One of the most exciting financial milestones in many lives is the first job. Whether it’s your very first job working part-time while a high school student, or your first job after graduating from college, you need to make the most of it.
Starting out right is vital if you want financial freedom later. So, here are a few things to do once you land your first job:
Quick Navigation
1. Create a Plan for Your Money
It’s vital that you create a plan for your money. Think about your priorities, and put together a spending plan or budget that reflects your most important goals. Make sure you plan to give to church and/or charity, save for the future, and create a plan that allows you to live within your means. Track your spending, and do your best to adjust your habits to your income. Make it a point to save up for purchases, and create a plan that helps you avoid debt. Whether you are in high school, or fresh out of college, a plan for your money will help you better reach your financial goals.
2. Open a Retirement Account
One of the most important things you can do for your future is to open a retirement account. Start investing in your future now. You can arrange to have a portion of your paycheck automatically deposited into a retirement account in many cases. Even if you can’t have it deducted from your paycheck, you can set up an automatic transfer so that money moves from your checking account into your retirement account on a specified date.
Even if your job doesn’t offer the ability to contribute to a retirement account, you can still open an IRA (or a Roth IRA). Even a high school student can contribute part of his or her earned income to an IRA. The earlier you start, the better.
3. Start Building Good Credit
You also want to start building a good credit history, now that you have income. If you are starting your first job after college, you might already have a student credit card. Use your card regularly — and pay it off. Get a small loan from your bank. Make sure all of your obligations and bills are paid on time and in full. Responsible use of credit now will help you in the future, resulting in lower interest rates on home and car loans, and even in lower insurance premiums, saving you thousands of dollars over your lifetime.
4. If You Have Debt, Plan to Pay it Off Quickly
Finally, now that you have income, it’s time to pay off your debt as quickly as possible.
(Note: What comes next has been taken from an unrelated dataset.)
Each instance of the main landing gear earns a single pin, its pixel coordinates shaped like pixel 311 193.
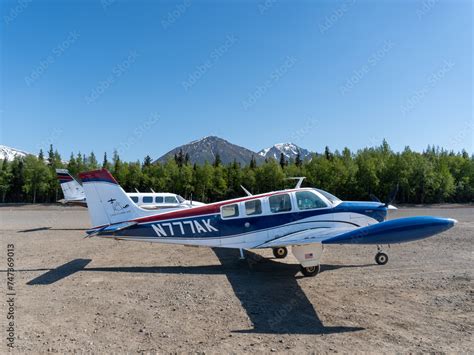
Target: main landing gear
pixel 310 271
pixel 280 253
pixel 381 258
Most high school students don’t have debt yet, but if you are starting your first job after college, chances are that you have some student loan debt, at least. Look at your obligations, and figure out how you can pay off your debt as quickly as possible. Create a debt repayment plan, and stick with it. The sooner you stop paying interest to someone else, the sooner you can put that money to work for you.
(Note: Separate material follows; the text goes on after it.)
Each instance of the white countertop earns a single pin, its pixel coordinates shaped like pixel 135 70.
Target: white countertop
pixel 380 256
Personal Finance Source says
I couldn’t agree more with all of these. For me the most important and one you’ll really thank yourself for later in life is starting a retirement account. I so wish I could go back and make my 16 year old self open an IRA and contribute at least some money to get me started back then. I’d have a big step up compared to most people. It’s the advice I like to give any young people I know. That and don’t rack up debt.
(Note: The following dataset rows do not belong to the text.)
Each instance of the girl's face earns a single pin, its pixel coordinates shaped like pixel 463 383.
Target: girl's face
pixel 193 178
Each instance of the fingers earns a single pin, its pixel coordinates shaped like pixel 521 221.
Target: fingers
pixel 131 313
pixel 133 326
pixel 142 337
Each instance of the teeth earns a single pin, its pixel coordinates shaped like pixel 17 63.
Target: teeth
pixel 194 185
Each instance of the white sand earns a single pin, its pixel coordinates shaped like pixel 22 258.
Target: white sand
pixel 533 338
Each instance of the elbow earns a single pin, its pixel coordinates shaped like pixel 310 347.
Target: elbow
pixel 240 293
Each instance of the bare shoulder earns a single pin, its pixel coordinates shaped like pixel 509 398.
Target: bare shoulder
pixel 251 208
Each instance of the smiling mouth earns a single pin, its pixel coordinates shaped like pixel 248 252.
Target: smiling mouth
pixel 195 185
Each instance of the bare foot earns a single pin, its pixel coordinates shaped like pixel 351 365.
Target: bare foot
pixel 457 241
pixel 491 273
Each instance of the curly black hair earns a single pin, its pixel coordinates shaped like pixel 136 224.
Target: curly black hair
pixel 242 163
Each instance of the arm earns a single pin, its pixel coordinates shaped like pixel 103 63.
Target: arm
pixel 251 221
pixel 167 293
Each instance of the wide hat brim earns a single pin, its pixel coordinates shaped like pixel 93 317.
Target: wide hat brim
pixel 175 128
John @ TheChristianDollar.com says
I’m not a huge fan of building credit, but the rest of the article was great!
Keep in mind that the only reason a person would want to build credit is to go into more debt . . . yet we are trying to get people out of debt! Of course, one could argue that insurance premiums are reduced when you have good credit, but still, would I really want to risk having a credit card in my life to save a few bucks on insurance?
I love that you mentioned creating a plan for your money. This is so very important! Too many people don’t keep a budget, and it ends up costing them in the long run.
Miranda Marquit says
Good credit opens a lot of doors now. And, with employers increasingly looking at your credit report, some banks checking your credit before agreeing to open a deposit account and the ability to buy a home (should you choose to want one) it’s about more than just saving a few bucks on your insurance. (I save $20 a month on my tri-line insurance because of my credit score. $240 a year over 10 years is $2,400. Not bad for “a few bucks.”) It may not be fair, but more and more financial service providers — not just lenders — are becoming more reliant on credit because it’s a fast way to evaluate you. Responsible credit use doesn’t have to be about more debt. I know plenty of people who use credit — and have no debt beyond a mortgage.
Cherleen @ My Personal Finance Journey says
Great article. I admit #3 was my biggest mistake when I landed on a job. I did not start on it immediately. Instead, I concentrated on paying off my loans, where most of my income went.
Thom Holland says
This is certainly great advice Miranda. You could take it one step further and encourage people to work on #1,3, and 4 even if they haven’t landed their first job yet.
If nothing else, at least start thinking about how you will plan to approach your finances.
Kevin@RothIRA says
Good call on opening a retirement account Miranda! A lot of people neglect this step when they first start making money, deferring it to a “someday” that may never come. And as we all know, the earlier you start a plan, the less you’ll have to save later when there are other concerns, like funding college for your children.
The Roth IRA is an especially good option for someone starting out, since you can always withdraw your contributions tax free, should that become necessary. Hopefully it won’t and you can let it grow.